Many of us feel at home in a space that’s neither too traditional nor too ultramodern. Transitional is the one that feels just right. Beverley Binns, creative director at her family’s eponymous kitchen design and contracting business, expertly nails this style in a bright, urban Toronto Beaches home. “It was planned with a contemporary mindset, with some historical references, by introducing the classic Shaker-style door with dark lacquer cabinetry,” she says. “It has a real urban aesthetic to it — a trend I’ve been seeing coming out of Europe for a while.”
The kitchen was part of a larger whole-home renovation for family friends of Binns’. She kept the old masonry wall where the original back window was to create a window into the living room. “I used that opportunity to create a trough to grow plants and herbs. It throws back to that traditional placement of the sink,” says Binns, who thought out each detail to this extent. By building meaningful and well-considered details into the design, the result is palpable. The same warm walnut from the flat-fronted pantry cabinet lines the curio cabinet and open shelves creating a friendly backdrop to “a curation of their lives,” as Binns puts it.
With a bright, casual family room elsewhere, there was no longer a need for a living room in this part of home, thus giving Binns ample square footage for the kitchen itself. “The owners are big entertainers, big foodies, so I wanted the kitchen to be a huge highlight of the house, very open for guests to gather, with lots of space to cook for people with people,” she says. The placement of the appliances and cabinetry works intuitively. The owners requested no upper cabinets to impede their sightlines or work flow. So, with a light and airy vibe on the agenda, Binns opted for a crisp white backdrop in lieu of the more expected all-white kitchen. Instead, she grounded the space with high-contrast dark cabinets, which create a less sterile and functional aura to the kitchen.

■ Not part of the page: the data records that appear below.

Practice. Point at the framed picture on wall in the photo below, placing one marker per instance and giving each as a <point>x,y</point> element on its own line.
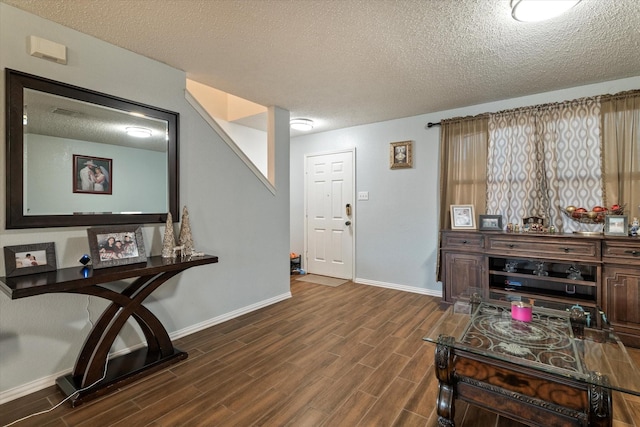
<point>92,174</point>
<point>400,155</point>
<point>616,225</point>
<point>462,217</point>
<point>490,222</point>
<point>21,260</point>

A casual mix of finishes cultivates a relaxed, authentic look. “Nowadays, it’s okay to mix materials, colours. We have gold and black handles and a silver metal faucet that push that urban, transitional aesthetic,” says Binns. “Mixing and matching and bringing in other elements is great. Unlike other rooms in a home, the kitchen is one space where we tend to pick everything at the same time and not everything needs to match, or is meant to.” It’s exactly that feeling, and motivation, of authenticity that drives this design to the next level.